Zora Revises Coin Policies After ZachXBT Call-Out

TheCryptoTimesОпубліковано о 2025-08-03Востаннє оновлено о 2025-08-26

Zora, the Coinbase-backed crypto platform, has introduced new rules to hide coins that break its community guidelines after facing backlash for promoting a fake Tyson Fury account and being linked to alleged serial scammer Sahil Arora. 

The company announced on X that coins flagged for issues like impersonation or offensive content will no longer appear openly. However, users can still buy, sell, or transfer them if they want.

Users holding these flagged tokens will now see them marked in their wallets with a warning that the coin has been hidden due to guideline violations.

ZachXBT Exposes Controversial Talks with Sahil Arora

The new change came after crypto sleuth ZachXBT, shared some screenshots online that suggested that executives from Zora and Coinbase were in talks with Arora about possible collaboration, as confirmed by Protos.

Arora is well known in the crypto space for orchestrating celebrity rug pulls, with names like Jason Derulo, Caitlyn Jenner, and Iggy Azalea attached to projects that quickly collapsed. 

He has claimed to have made thirty million dollars last year from such ventures and bragged that he was safe under Donald Trump’s lighter approach to crypto regulation.

Among the leaked exchanges were messages involving Jesse Pollak, the head of Coinbase’s Base App, who appeared to advise Arora to drop what he called the “bad guy positioning” and said he was looking forward to seeing Arora’s “positive impact.”

Zora Executives Promote Fake Tyson Fury Account

Other screenshots showed Zora co-founder Jacob Horne and head of partnerships Zak Krevitt in emails where Arora claimed he had onboarded heavyweight boxing champion Tyson Fury to the platform.

Horne later promoted what he thought was Fury’s account on the platform. He even shared a tokenized post that he said he had “just saw.” But the account turned out to be fake. After Zora deleted the page, users quickly complained that they could no longer trade the token connected to the fake account.

Pollak later tried to defend his contact with Arora.
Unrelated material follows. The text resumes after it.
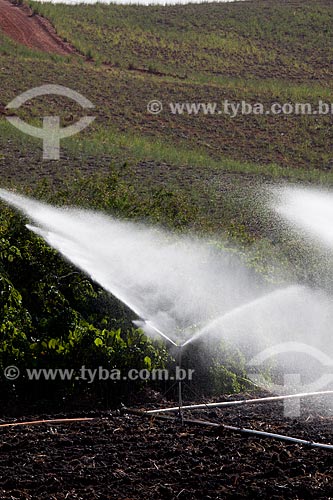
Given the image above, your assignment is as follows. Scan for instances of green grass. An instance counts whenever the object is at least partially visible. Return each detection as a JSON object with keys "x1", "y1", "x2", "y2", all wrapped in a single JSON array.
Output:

He said “I told [Arora] he had a bad rap, bad actors aren’t tolerated on base, and he’d need to demonstrate positive impact.” He added that he was willing to hear Arora out but insisted that “no live meeting ever happened” and that the two parties were not “working together.” 

His explanation drew mockery across X, with ZachXBT reposting the defense but swapping Arora’s name with North Korean leader Kim Jong Un and the Lazarus hacker group to show how silly it sounded.

Zora raised fifty million dollars in 2022 through Coinbase Ventures. The platform is designed like a social media site where every post becomes a tradable coin. Coinbase leaders, including Pollak and CEO Brian Armstrong, have promoted Zora before, showing how closely it is tied to the exchange.